6

11.2K 710 65
                                    


Hai hai hai...
Lama banget enggak update.
😅😅

Kiana menoleh saat wanita berjas putih itu masuk kedalam rumah seusai mengucap salam. Matanya sedikit terlihat sayu. Bibirnya juga sedikit kering. Tapi, Kiana heran, walaupun tanpa polesan makeup, wanita yang tengah tersenyum tipis itu masih saja nampak cantik.

Kiana merasa begitu iri.

"Ki', kok belum tidur?" Tanya Melati lalu berjalan menuju dapur. Meraih gelas dan menuang air kedalamnya. Kiana ikut melangkahkan kaki menuju dapur.

"Nunggu Mas Ardan balik Kak. Enggak enak saja kalau misalnya enggak ada yang menunggui Mas Ardan balik. Enggak mungkin kakak juga kan, kakak kan capek."

"Ya sudah. Aku istirahat duluan"
Ucap Melati lalu segera berlalu.
Tidak menggubris makna dari ucapan Kiana.

Padahal, Kiana ingin berkata, jika Melati tak mampu menjadi istri Ardan. Hanya dirinya yang mampu. Hanya saja, ia hanya mampu menyindir secara halus. Belum berani membusungkan dada.

Gadis itu kembali menyandarkan diri pada sandaran sofa. Kembali memikirkan cara agar ia bisa mendapat hati Ardan seutuhnya.
Ia lupa, bahwa hati manusia, ALLAH lah, yang menggenggam.

"Assalaamualaikum"
Ucap seseorang dan dengan sigap Kiana berdiri dan membuka pintu. Jelas senyuman manis yang dia ukir disana.

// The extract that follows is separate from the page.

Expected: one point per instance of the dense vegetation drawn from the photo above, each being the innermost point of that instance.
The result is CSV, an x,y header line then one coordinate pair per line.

Ardan hanya membalas dengan senyuman tipis lalu mencium puncuk kepala Kiana sekilas.

Padahal, Ardan berharap, gadis itu sudah terlelap dan Melati lah yang menyambutnya pulang.

"Melati udah nyampe?"
Pertanyaan pertama Ardan yang jelas membuat hati Kiana remuk redam.

"Mas, yang menyambut kamu itu, aku. Bukan Kak Melati. Bisa enggak sih, hargai aku sedikit saja. Kak Melati mana peduli sama kamu? Nanyain Mas aja enggak. Apalagi ngurus makanan kamu. Enggak, kan?" ketus Kiana berapi-api. Matanya sudah mulai berkaca-kaca.

Ardan menatap Kiana dengan tatapan dingin. Senyumnya memudar.
"Kamu lupa dengan apa yang pernah kukatakan sebelum pernikahan ini terjadi? Segalanya, kamu yang menginginkan. Kamu yang menggoda Bunda. Kamu yang merayu Bunda. Dan aku salah apa? Bukankah ini yang kamu inginkan. Asal bisa bersamaku, kamu rela menjadi yang kedua?"

Nada bicara Ardan tak tinggi. Tapi, ucapannya jelas melukai hati Kiana. Setelah itu, Ardan meninggalkan Kiana yang sudah kembali terduduk di atas sofa. Ia lelah dan butuh istirahat. Bukan perdebatan seperti ini.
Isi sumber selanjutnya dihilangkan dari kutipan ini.